Meno crescita vuol dire meno entrate e più deficit, oltre che maggiore pressione fiscale. Nel secondo trimestre in cui l’Istat ha rivisto la crescita al ribasso, il peso del fisco rispetto al Pil è stato pari al 41,3%, in aumento di 0,7 punti percentuali rispetto allo stesso periodo dell’anno precedente. Il dato risente degli aggiustamenti statistici ma, considerate le tensioni nate sulla questione tasse all’interno della maggioranza, rischia di non passare inosservato visto che proprio sulle tasse l’opposizione ha gioco facile ad attaccare e rischiano di giocarsi anche gli equilibri tra gli alleati. Sul tavolo c’è innanzitutto il nodo accise. Il governo ha chiarito che non si tratterà di un aumento tout court di quelle sul diesel ma di un allineamento tra benzina e gasolio.
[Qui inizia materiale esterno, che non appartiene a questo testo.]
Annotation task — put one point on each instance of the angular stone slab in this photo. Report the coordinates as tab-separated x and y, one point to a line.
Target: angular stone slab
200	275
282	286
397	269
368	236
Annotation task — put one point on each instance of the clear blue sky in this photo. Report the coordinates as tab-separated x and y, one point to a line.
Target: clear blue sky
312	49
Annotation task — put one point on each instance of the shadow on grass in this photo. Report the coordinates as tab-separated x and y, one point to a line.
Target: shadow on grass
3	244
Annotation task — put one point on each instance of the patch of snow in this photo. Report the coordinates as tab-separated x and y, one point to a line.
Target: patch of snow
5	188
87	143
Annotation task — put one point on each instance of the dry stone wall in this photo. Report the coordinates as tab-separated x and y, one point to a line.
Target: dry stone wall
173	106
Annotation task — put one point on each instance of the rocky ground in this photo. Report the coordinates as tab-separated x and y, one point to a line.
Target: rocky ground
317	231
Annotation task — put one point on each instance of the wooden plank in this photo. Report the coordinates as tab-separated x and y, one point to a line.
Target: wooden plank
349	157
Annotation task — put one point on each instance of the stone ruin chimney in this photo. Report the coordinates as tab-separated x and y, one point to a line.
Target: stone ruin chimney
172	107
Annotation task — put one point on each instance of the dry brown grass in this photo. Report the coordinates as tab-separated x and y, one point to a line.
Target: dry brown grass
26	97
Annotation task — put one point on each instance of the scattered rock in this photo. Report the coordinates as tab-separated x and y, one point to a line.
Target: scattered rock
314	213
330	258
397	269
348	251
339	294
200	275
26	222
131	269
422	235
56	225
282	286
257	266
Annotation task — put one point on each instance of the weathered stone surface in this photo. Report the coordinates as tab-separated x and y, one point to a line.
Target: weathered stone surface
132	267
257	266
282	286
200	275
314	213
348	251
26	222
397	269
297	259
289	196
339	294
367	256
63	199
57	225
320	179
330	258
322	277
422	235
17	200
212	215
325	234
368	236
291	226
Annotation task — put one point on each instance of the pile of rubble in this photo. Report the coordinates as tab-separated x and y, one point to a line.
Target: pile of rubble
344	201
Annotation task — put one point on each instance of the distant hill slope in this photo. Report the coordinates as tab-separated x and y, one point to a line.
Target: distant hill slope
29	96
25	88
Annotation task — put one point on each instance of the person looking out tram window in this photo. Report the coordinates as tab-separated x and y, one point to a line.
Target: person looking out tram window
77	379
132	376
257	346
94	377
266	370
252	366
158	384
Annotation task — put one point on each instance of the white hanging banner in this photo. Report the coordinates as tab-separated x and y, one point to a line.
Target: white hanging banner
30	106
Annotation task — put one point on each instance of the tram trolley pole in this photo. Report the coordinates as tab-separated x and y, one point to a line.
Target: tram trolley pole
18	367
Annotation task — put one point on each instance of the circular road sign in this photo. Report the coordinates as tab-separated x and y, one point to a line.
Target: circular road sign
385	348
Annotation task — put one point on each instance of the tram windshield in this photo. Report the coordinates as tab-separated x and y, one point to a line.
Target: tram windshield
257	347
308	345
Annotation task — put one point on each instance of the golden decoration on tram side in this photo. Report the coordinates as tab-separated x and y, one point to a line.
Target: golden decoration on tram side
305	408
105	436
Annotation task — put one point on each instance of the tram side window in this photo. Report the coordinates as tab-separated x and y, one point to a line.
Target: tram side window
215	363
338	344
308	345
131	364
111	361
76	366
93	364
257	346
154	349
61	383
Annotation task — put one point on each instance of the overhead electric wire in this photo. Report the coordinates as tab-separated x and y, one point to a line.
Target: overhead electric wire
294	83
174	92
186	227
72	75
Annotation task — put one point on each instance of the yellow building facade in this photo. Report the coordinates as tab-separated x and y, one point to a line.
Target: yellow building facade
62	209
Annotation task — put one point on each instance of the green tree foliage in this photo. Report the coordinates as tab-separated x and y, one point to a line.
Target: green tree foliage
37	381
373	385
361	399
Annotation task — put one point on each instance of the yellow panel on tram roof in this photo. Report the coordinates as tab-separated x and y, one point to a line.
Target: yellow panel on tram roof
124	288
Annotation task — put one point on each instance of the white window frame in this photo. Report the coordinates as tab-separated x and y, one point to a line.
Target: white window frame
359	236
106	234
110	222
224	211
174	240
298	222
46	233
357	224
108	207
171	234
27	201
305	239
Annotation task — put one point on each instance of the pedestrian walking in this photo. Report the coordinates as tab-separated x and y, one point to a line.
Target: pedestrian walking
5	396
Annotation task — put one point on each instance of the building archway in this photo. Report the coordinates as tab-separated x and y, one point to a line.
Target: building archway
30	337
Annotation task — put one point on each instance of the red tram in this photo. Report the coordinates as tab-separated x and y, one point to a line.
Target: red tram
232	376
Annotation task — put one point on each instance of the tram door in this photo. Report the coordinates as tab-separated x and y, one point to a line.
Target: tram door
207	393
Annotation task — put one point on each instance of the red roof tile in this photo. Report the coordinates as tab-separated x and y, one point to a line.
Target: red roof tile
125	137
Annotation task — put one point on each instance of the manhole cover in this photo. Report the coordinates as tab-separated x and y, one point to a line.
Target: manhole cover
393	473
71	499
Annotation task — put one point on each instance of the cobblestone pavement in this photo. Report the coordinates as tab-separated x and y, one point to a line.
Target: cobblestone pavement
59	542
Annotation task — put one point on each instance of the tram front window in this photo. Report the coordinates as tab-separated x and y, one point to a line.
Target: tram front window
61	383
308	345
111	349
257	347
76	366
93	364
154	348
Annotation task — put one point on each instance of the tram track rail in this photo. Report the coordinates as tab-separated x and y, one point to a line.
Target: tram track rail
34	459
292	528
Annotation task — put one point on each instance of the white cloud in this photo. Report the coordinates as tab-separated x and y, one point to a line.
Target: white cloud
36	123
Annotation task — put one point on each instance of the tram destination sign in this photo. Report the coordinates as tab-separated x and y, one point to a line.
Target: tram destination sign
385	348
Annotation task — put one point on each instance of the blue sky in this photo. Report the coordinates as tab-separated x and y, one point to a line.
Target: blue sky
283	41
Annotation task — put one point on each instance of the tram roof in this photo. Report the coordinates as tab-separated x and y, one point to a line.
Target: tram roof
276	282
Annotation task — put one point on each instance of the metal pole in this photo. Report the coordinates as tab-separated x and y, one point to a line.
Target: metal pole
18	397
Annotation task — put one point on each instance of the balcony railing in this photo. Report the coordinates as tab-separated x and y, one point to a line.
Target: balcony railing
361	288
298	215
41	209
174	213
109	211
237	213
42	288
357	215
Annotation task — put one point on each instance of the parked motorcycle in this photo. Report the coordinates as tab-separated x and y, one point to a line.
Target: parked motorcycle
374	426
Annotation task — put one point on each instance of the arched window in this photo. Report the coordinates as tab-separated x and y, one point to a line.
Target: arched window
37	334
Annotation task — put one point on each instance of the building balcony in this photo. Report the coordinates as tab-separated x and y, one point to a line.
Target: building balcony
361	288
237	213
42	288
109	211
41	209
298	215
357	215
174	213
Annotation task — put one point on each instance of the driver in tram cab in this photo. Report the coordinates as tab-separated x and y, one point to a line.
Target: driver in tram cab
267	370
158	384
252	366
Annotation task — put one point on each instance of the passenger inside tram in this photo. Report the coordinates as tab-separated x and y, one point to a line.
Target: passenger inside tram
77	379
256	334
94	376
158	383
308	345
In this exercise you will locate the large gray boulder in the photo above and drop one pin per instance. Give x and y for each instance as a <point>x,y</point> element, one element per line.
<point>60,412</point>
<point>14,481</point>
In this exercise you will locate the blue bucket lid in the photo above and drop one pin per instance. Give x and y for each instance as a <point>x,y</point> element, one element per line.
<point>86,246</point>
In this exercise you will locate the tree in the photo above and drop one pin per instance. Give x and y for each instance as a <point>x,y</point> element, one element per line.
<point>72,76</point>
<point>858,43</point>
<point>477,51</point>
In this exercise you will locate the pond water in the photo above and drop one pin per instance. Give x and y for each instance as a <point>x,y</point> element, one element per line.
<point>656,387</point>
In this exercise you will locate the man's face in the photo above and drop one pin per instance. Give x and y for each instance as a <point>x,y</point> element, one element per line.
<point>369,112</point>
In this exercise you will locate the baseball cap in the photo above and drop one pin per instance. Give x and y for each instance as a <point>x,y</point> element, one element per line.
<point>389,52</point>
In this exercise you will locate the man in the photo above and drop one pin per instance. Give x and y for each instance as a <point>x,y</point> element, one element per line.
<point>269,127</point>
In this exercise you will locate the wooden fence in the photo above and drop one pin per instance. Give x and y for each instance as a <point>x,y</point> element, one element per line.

L’Unem ha quindi rifatto i calcoli sottolineando che “nell’ipotesi estrema” in cui la misura si traducesse nell’equiparazione dell’accisa sul gasolio a quella della benzina, l’effetto sarebbe un aumento immediato dei prezzi al consumo del gasolio di 13,5 centesimi di euro al litro, ovvero in un maggiore esborso per le famiglie di quasi 2 miliardi di euro, pari a circa 70 euro all’anno. C’è poi il tema sigarette, per le quali gli oncologi hanno proposto un maxi-aumento di 5 euro a pacchetto come sostegno al Sistema sanitario nazionale. Ma c’è soprattutto il tema del ‘contributo’ delle imprese e del mondo bancario e assicurativo. Le ipotesi restano tutte aperte e non sembra essere esclusa quella di un addizionale Ires (tra 0,5% e 1%) che però le banche sembrano intenzionate a respingere per evitare un impatto sui conti. Una risposta piuttosto esplicita arriva da Augusto Dell’Erba, presidente di Federcasse-Bcc, secondo cui “i prelievi forzosi e improvvisi, peraltro su redditi già generati, quindi con una forma di retroattività, non sono il modo migliore per gettare le basi per un reale rilancio del Paese”.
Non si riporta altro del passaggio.